IMPORTANT: The illustration of the connector above is of the connector on the oxygen sensor itself. To check for power, you need to test the ORG/DK GRN wire of the engine wiring harness sensor connector.
OK, this is what you'll need to do:
- 1
Locate the front oxygen sensor and disconnect it from its engine wiring harness connector.
- 2
Locate the ORG/DK GRN wire of the engine wiring harness oxygen sensor connector.
- 3
With your multimeter in Volts DC mode, probe the ORG/DK GRN wire with the red multimeter test lead.
Ground the black multimeter test lead directly on the battery negative (-) terminal. - 4
With the Key On Engine Off (KOEO), the ORG/DK GRN wire should have 10 to 12 Volts DC.

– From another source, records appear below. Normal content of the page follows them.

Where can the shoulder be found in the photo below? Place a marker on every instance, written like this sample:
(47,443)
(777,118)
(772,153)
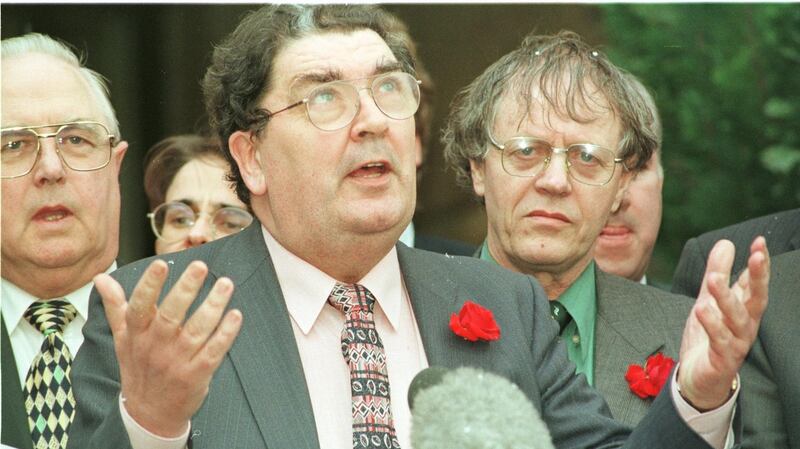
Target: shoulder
(776,224)
(618,289)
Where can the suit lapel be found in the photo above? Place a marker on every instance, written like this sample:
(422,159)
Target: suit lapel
(434,298)
(15,420)
(265,354)
(621,338)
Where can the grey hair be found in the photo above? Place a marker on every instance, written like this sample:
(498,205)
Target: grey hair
(241,70)
(570,75)
(655,123)
(46,45)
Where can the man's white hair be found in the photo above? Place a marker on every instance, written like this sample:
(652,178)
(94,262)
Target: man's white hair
(40,43)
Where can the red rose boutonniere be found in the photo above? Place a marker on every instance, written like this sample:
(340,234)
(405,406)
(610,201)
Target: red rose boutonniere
(648,381)
(474,323)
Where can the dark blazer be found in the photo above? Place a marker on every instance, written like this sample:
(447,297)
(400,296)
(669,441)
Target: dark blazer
(443,246)
(770,397)
(782,231)
(634,321)
(15,431)
(258,397)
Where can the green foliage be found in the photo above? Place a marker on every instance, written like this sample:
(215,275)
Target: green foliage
(726,79)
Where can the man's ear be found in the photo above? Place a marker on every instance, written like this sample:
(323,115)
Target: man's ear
(242,146)
(477,175)
(117,154)
(625,181)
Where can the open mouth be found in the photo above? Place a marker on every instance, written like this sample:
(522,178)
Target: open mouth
(371,170)
(52,214)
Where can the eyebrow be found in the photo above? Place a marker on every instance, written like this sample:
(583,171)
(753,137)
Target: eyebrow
(303,80)
(194,205)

Let's take a look at your test results:
CASE 1: Your multimeter confirms that the ORG/DK GRN wire has 10 to 12 Volts DC. This confirms that the front oxygen sensor's heater element is getting power.
The next step is to make check that the BLK wire, of HO2S 11 engine wiring harness connector, is feeding Ground to the heater element. For this test, go to: TEST 2: Verifying The Heater Element Is Getting Ground.
CASE 2: Your multimeter confirms that the ORG/DK GRN wire DOES NOT have 10 to 12 Volts DC. Re-check that you're testing the correct wire and that the key is in the RUN position (but don't crank or start the engine) and re-test.
If your multimeter still does not register 10 to 12 Volts DC, then you can conclude that HO2S 11 itself IS NOT bad since without power, the heater element won't work.
Although it's beyond the scope of this article, the next step is to find out why this battery power is missing using a wiring diagram.